Remember the thunderous beauty of N. T. Rama Rao Jr. leaping out of a swerving truck along with hordes of ferocious animals in RRR (2022)? The shimmering lights of the party he is gatecrashing twinkle in the eye of a growling tiger before the animal mauls down mortal throats. That’s all visual effects (VFX). You’ll glimpse some amount of VFX in almost every movie today, but it is perhaps at its most inventive, rich and cinematic in films that peddle pure fantasy. From adding scale to Sanjay Leela Bhansali’s opulent palaces, spinning grotesque magic around horror films like Tumbbad to granting superpowers to mundu-wearing heroes such as in Minnal Murali (2021), VFX has grown to become the very foundation of fantasy films.

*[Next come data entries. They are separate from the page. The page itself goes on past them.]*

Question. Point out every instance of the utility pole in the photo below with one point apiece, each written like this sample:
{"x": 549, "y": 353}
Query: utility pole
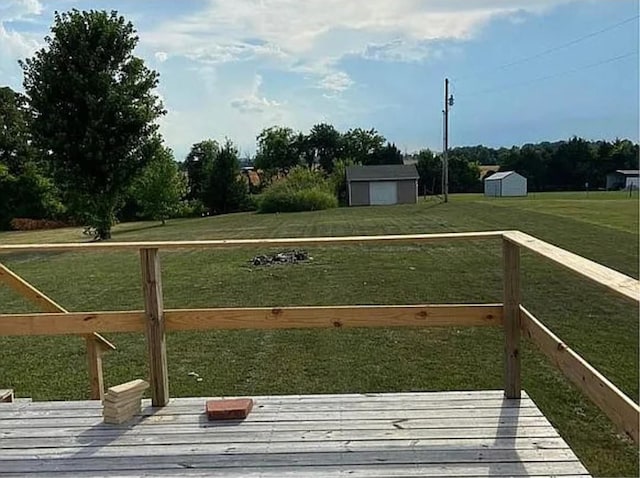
{"x": 448, "y": 101}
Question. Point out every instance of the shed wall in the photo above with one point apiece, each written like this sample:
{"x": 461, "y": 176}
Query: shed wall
{"x": 514, "y": 185}
{"x": 408, "y": 191}
{"x": 359, "y": 193}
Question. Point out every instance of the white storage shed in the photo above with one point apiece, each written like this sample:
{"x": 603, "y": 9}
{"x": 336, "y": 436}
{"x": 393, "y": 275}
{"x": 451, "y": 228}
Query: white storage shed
{"x": 505, "y": 184}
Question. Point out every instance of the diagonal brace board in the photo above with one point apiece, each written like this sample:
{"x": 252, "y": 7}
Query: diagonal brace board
{"x": 96, "y": 343}
{"x": 622, "y": 411}
{"x": 613, "y": 280}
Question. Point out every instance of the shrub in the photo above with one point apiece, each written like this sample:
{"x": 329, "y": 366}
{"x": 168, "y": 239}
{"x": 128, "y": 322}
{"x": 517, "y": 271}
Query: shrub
{"x": 25, "y": 224}
{"x": 190, "y": 208}
{"x": 338, "y": 180}
{"x": 301, "y": 190}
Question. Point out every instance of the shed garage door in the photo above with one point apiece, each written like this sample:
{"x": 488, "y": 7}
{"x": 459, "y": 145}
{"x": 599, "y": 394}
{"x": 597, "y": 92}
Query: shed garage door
{"x": 383, "y": 192}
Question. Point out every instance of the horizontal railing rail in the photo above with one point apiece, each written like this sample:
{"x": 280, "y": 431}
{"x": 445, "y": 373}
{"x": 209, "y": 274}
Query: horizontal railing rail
{"x": 155, "y": 321}
{"x": 256, "y": 318}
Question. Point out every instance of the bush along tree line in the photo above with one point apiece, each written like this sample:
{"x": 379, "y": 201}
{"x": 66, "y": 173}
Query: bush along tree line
{"x": 81, "y": 146}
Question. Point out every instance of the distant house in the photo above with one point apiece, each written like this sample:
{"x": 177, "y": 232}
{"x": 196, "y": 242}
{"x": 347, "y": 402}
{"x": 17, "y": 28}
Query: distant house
{"x": 505, "y": 184}
{"x": 383, "y": 184}
{"x": 623, "y": 179}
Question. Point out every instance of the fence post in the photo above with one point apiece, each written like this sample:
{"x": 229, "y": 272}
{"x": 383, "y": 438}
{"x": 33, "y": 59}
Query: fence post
{"x": 511, "y": 314}
{"x": 152, "y": 290}
{"x": 94, "y": 363}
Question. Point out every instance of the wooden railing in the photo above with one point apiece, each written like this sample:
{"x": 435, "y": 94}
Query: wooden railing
{"x": 155, "y": 321}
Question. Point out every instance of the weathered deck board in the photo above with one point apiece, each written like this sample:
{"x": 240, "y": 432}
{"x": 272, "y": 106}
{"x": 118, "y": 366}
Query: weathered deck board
{"x": 369, "y": 435}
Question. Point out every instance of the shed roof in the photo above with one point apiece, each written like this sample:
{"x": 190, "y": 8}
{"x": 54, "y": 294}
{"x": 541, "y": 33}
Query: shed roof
{"x": 500, "y": 175}
{"x": 382, "y": 172}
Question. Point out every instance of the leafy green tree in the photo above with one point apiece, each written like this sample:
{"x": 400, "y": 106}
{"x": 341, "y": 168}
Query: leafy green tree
{"x": 388, "y": 154}
{"x": 94, "y": 109}
{"x": 197, "y": 166}
{"x": 226, "y": 191}
{"x": 26, "y": 191}
{"x": 430, "y": 170}
{"x": 338, "y": 180}
{"x": 15, "y": 150}
{"x": 361, "y": 145}
{"x": 464, "y": 175}
{"x": 160, "y": 187}
{"x": 304, "y": 150}
{"x": 326, "y": 143}
{"x": 276, "y": 152}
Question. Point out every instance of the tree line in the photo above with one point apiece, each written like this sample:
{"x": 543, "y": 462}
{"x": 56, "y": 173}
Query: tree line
{"x": 82, "y": 145}
{"x": 570, "y": 165}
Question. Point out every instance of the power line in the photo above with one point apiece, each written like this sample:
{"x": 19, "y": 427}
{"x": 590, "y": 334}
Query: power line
{"x": 558, "y": 47}
{"x": 554, "y": 75}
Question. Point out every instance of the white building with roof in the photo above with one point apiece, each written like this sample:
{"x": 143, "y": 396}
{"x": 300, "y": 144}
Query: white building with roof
{"x": 505, "y": 184}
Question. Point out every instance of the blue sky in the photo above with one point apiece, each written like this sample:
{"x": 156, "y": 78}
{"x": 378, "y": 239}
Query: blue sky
{"x": 233, "y": 67}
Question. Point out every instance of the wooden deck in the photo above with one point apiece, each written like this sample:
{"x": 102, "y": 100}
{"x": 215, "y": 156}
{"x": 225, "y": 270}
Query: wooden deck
{"x": 358, "y": 435}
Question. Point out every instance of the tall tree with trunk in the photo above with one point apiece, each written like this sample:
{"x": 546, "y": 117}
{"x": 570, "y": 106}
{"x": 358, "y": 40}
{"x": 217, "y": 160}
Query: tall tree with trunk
{"x": 94, "y": 108}
{"x": 197, "y": 166}
{"x": 276, "y": 152}
{"x": 225, "y": 189}
{"x": 326, "y": 142}
{"x": 161, "y": 185}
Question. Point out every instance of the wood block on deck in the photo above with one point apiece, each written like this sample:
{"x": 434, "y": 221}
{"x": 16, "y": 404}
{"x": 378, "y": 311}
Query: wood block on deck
{"x": 232, "y": 409}
{"x": 6, "y": 395}
{"x": 125, "y": 389}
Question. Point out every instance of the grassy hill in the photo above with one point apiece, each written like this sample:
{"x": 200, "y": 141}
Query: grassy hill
{"x": 602, "y": 227}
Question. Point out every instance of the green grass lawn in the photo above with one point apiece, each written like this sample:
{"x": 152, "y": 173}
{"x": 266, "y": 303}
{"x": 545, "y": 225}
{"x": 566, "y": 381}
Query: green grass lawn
{"x": 600, "y": 326}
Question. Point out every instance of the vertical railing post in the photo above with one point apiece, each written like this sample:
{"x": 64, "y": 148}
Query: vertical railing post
{"x": 152, "y": 290}
{"x": 94, "y": 363}
{"x": 511, "y": 315}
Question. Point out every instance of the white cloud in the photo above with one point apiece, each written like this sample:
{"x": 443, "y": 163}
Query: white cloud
{"x": 313, "y": 35}
{"x": 336, "y": 82}
{"x": 253, "y": 102}
{"x": 15, "y": 45}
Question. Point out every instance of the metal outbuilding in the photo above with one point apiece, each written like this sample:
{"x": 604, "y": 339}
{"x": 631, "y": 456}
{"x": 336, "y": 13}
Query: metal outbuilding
{"x": 382, "y": 184}
{"x": 505, "y": 184}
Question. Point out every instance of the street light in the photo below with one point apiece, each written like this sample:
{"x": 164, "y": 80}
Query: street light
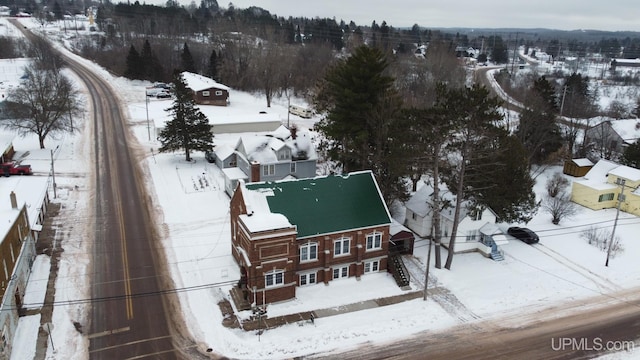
{"x": 53, "y": 173}
{"x": 146, "y": 101}
{"x": 621, "y": 198}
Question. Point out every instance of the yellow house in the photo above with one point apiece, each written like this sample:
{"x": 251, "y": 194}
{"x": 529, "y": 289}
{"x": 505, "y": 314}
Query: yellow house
{"x": 600, "y": 187}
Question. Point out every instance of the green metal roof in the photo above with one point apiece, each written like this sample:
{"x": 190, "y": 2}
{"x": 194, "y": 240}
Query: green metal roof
{"x": 327, "y": 204}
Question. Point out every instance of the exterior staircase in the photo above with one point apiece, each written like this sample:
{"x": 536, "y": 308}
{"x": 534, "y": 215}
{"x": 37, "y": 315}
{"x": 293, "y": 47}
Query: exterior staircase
{"x": 496, "y": 253}
{"x": 399, "y": 271}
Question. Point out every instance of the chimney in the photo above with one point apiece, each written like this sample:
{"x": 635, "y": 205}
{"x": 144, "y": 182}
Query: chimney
{"x": 255, "y": 172}
{"x": 14, "y": 201}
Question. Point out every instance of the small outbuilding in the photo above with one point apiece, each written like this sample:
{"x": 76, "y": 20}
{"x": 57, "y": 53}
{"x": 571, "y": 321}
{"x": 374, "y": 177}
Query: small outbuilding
{"x": 577, "y": 167}
{"x": 206, "y": 91}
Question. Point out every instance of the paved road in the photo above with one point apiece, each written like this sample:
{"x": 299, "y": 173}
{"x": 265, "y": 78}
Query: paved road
{"x": 581, "y": 330}
{"x": 133, "y": 307}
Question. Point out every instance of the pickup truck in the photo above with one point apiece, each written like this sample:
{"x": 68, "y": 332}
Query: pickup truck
{"x": 13, "y": 168}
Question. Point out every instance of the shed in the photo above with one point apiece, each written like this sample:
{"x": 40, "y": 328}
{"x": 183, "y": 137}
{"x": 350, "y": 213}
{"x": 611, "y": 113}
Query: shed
{"x": 577, "y": 167}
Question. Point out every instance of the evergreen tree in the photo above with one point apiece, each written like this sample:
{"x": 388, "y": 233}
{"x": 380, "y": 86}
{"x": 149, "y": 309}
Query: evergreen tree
{"x": 474, "y": 115}
{"x": 189, "y": 129}
{"x": 499, "y": 54}
{"x": 631, "y": 155}
{"x": 505, "y": 185}
{"x": 151, "y": 67}
{"x": 212, "y": 69}
{"x": 362, "y": 119}
{"x": 134, "y": 64}
{"x": 57, "y": 11}
{"x": 187, "y": 60}
{"x": 537, "y": 130}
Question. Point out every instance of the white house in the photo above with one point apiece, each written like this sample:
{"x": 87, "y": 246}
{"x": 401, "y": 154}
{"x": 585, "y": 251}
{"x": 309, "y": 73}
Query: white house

“I don’t see VFX artists not being involved from the inception of a fantastical project – unless it is a “fix-it-in-post” kind of a scenario. It would be impossible for a producer or filmmaker to even attempt [a fantasy film with unreal elements] before having VFX teams involved at an early stage,” says Viral Thakkar, the Creative Head at ReDefine, who recently worked as the VFX supervisor for Brahmastra (2022). Instead of a top-down approach where directors instruct the VFX team about the kind of effects they need in a film, sequences of fantasy are often a fruit of collaboration between the filmmaker and the artists – an effort that begins during the stage of scripting itself.

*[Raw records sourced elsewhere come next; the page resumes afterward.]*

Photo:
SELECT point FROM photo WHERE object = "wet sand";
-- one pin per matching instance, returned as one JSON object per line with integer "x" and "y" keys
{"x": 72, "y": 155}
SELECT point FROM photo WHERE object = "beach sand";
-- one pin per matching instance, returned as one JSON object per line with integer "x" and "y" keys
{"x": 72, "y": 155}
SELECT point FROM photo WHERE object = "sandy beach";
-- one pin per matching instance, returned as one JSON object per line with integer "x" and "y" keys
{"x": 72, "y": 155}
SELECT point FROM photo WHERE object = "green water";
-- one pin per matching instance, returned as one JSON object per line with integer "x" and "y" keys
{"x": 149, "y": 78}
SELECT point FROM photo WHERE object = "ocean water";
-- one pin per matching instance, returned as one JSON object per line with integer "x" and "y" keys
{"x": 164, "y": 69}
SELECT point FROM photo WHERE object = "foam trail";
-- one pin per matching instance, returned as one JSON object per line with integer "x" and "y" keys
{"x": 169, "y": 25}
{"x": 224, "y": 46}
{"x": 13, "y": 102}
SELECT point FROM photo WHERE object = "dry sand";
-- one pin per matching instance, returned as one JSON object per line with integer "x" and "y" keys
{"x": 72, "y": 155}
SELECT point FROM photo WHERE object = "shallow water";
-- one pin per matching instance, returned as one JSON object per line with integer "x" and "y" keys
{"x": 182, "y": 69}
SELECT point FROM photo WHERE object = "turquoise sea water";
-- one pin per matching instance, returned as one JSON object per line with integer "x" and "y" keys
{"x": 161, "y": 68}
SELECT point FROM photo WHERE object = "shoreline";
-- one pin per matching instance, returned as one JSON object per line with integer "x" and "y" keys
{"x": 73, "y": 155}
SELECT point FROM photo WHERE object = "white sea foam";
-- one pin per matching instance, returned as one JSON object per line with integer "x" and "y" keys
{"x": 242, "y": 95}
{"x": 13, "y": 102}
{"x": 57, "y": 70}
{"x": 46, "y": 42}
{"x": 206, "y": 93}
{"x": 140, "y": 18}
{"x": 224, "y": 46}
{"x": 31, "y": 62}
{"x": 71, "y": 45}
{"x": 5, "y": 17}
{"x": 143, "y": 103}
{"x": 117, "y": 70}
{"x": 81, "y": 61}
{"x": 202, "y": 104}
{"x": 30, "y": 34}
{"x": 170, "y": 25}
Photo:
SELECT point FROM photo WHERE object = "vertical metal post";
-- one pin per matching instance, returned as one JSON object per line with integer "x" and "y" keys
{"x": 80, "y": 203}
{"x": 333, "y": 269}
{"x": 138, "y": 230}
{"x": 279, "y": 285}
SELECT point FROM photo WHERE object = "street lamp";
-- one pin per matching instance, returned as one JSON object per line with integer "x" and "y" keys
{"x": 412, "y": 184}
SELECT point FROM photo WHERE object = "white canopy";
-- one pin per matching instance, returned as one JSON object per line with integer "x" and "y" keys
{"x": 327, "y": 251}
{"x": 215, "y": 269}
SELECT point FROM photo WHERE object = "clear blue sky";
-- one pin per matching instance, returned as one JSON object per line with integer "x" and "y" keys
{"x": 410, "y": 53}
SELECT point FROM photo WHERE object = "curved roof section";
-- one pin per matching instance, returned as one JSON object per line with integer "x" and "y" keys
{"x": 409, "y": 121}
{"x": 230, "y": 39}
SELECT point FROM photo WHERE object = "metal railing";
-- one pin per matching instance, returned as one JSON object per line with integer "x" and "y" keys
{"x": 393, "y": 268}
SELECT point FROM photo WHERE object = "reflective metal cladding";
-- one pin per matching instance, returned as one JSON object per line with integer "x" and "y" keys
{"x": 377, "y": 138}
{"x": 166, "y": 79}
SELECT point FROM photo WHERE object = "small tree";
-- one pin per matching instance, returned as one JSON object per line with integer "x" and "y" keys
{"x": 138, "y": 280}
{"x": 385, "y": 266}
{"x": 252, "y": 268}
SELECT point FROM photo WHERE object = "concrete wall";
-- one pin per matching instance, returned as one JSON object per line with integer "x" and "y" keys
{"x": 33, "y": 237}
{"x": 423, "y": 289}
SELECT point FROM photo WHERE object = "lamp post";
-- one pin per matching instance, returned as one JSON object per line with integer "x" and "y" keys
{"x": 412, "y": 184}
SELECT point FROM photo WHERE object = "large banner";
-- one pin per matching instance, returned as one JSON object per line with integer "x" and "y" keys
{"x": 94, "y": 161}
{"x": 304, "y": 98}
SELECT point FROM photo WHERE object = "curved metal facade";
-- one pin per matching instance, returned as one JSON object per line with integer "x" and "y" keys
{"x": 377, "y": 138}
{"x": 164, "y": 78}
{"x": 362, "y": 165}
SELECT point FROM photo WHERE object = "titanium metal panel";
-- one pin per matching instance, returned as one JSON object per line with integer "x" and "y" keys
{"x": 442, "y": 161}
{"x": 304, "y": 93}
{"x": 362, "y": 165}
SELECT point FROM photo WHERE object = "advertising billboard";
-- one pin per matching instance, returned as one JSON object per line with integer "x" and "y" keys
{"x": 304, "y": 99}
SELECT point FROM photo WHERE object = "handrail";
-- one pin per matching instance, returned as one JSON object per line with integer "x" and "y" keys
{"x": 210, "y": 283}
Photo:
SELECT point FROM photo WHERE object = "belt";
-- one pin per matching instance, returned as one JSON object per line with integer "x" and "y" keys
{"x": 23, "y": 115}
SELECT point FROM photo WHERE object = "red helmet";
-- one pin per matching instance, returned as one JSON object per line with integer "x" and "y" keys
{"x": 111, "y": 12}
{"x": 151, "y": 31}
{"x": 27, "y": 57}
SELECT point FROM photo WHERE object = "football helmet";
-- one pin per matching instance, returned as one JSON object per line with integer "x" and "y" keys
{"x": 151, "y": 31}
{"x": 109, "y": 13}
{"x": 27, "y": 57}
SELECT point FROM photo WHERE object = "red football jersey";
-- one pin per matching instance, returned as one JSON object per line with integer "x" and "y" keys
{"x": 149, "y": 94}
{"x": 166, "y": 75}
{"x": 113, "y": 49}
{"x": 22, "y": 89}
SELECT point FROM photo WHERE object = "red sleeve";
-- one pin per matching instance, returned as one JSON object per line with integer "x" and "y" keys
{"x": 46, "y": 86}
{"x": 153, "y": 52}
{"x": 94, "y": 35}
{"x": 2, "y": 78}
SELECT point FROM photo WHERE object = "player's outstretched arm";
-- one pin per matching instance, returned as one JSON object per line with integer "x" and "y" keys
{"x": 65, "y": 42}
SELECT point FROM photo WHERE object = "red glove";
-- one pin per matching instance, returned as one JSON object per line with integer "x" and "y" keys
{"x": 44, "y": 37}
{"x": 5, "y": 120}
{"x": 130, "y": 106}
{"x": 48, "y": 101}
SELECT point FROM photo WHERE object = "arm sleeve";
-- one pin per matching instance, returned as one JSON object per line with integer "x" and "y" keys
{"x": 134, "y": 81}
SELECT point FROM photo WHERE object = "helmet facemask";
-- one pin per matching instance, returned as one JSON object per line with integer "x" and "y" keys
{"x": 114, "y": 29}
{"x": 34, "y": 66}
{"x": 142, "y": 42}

Thakkar, who worked on around 20% of the visual effects for the Rs. 300-crore blockbuster Krrish (2013) was heavily involved in the designing of the film’s technological concepts and the main superhero character. “The antagonist Kaal’s underground lab, his creatures with long tongues and another sequence of these green fumes of virus spreading through a room were all conceptualised during the scripting stage,” said Thakkar, lauding director Rakesh Roshan’s courage to employ such heavy CGI almost a decade ago. Unlike a photo-real film, which has its own challenges in terms of visual effects, fantasy films depend on visual effects to build a convincing world, the very fibre that houses its narrative. When talking about Brahmastra (2022), VFX firm DNEG’s CEO Namit Malhotra mentioned how having no real reference for bringing the film’s vision to life was their biggest challenge.